One thing you may want to keep an eye on is the number of failed modification calls at a position.
I have the same question. Could the output of sample-probs help with this in some way? For example, if we have the percentile ranks of each of the probability scores at a particular position? Also, for some reason, I have not yet figured out how to restrict the output of modkit commands (pileup, sample-probs) to methylated A's. An answer to this will be also be very helpful, thanks!
Hello @psidhwani,
I have the same question. Could the output of sample-probs help with this in some way? For example, if we have the percentile ranks of each of the probability scores at a particular position?

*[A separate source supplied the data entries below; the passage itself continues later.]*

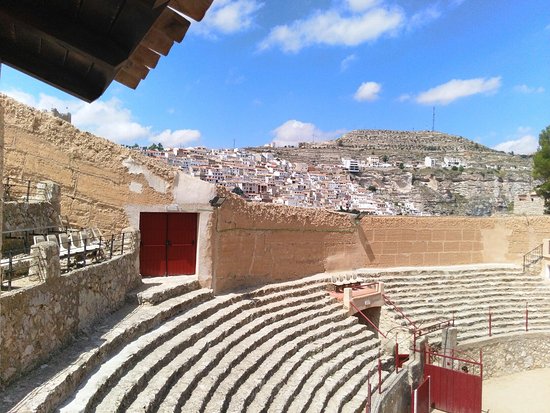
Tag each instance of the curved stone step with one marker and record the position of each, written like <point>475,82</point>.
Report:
<point>309,376</point>
<point>301,401</point>
<point>109,373</point>
<point>320,350</point>
<point>288,358</point>
<point>97,347</point>
<point>358,402</point>
<point>268,358</point>
<point>232,318</point>
<point>282,332</point>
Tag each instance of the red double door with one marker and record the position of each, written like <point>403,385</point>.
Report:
<point>168,243</point>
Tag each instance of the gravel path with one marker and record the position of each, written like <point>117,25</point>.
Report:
<point>527,391</point>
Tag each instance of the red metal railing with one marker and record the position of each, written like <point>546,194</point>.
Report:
<point>387,300</point>
<point>419,332</point>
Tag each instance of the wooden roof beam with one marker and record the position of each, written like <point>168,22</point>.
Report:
<point>72,36</point>
<point>172,24</point>
<point>58,77</point>
<point>157,41</point>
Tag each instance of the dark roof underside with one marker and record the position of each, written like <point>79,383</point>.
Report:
<point>81,46</point>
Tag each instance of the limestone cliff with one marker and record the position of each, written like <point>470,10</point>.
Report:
<point>98,178</point>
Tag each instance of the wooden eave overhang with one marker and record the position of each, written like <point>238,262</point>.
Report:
<point>81,46</point>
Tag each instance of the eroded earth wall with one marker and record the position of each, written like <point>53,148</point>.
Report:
<point>258,243</point>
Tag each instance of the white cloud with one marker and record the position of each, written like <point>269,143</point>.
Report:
<point>331,27</point>
<point>457,89</point>
<point>528,90</point>
<point>367,91</point>
<point>524,145</point>
<point>424,17</point>
<point>293,131</point>
<point>361,5</point>
<point>405,97</point>
<point>348,60</point>
<point>108,119</point>
<point>228,17</point>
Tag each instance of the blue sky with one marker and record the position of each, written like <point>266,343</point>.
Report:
<point>254,72</point>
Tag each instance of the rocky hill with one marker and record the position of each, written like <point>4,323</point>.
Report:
<point>487,184</point>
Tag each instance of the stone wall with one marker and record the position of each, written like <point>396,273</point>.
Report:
<point>258,243</point>
<point>514,353</point>
<point>98,178</point>
<point>36,321</point>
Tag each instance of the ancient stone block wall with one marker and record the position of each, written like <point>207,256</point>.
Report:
<point>257,244</point>
<point>36,321</point>
<point>531,205</point>
<point>19,215</point>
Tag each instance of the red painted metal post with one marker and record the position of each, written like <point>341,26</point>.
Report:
<point>481,364</point>
<point>368,320</point>
<point>526,317</point>
<point>396,356</point>
<point>369,396</point>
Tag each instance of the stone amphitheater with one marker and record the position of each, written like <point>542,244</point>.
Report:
<point>285,347</point>
<point>255,328</point>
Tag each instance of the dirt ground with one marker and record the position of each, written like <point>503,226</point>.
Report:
<point>527,392</point>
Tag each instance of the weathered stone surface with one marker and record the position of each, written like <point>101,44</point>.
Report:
<point>510,354</point>
<point>258,243</point>
<point>38,320</point>
<point>92,172</point>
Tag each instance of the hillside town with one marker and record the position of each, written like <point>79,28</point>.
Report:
<point>265,177</point>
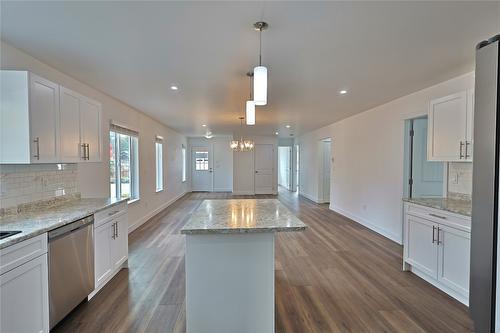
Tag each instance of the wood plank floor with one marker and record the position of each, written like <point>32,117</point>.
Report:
<point>335,277</point>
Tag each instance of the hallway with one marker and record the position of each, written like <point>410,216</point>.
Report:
<point>337,276</point>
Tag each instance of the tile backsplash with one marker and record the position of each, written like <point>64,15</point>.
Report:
<point>459,179</point>
<point>20,184</point>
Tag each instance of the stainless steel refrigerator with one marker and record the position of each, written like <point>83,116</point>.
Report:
<point>484,298</point>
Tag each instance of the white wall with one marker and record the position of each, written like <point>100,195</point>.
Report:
<point>244,167</point>
<point>367,149</point>
<point>94,177</point>
<point>222,156</point>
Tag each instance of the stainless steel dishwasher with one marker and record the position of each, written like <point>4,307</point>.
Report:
<point>71,267</point>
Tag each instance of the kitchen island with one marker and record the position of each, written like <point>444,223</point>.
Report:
<point>230,264</point>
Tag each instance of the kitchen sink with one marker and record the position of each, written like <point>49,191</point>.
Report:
<point>5,234</point>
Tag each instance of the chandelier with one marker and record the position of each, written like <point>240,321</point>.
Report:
<point>242,144</point>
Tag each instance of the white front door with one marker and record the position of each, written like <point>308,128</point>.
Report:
<point>264,169</point>
<point>202,169</point>
<point>222,167</point>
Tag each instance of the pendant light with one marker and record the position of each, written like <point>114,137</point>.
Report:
<point>260,72</point>
<point>241,145</point>
<point>250,106</point>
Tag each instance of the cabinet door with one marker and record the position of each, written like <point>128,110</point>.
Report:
<point>90,115</point>
<point>102,250</point>
<point>421,250</point>
<point>24,298</point>
<point>447,127</point>
<point>44,118</point>
<point>119,248</point>
<point>454,259</point>
<point>69,125</point>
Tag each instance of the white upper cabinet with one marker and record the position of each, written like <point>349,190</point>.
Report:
<point>29,110</point>
<point>90,129</point>
<point>70,126</point>
<point>42,122</point>
<point>80,121</point>
<point>451,121</point>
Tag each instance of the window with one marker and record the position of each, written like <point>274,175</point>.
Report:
<point>159,164</point>
<point>123,163</point>
<point>183,163</point>
<point>201,160</point>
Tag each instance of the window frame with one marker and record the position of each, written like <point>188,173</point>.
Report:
<point>133,143</point>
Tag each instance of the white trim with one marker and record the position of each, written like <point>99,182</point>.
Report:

I have to give this some thought, as of right now I don't have a solution other than to use the sample-probs output to manually set threshold values per modification.
Also, for some reason, I have not yet figured out how to restrict the output of modkit commands (pileup, sample-probs) to methylated A's. An answer to this will be also be very helpful, thanks!
For pileup you can use --motif A 0. The sample-probs command doesn't have a motif option, but all of the modifications are output individually. You could remove the modifications with adjust and --motif, but honestly I'm not sure it's worth making the extra files when you could just remove/ignore the outputs for non-A mods.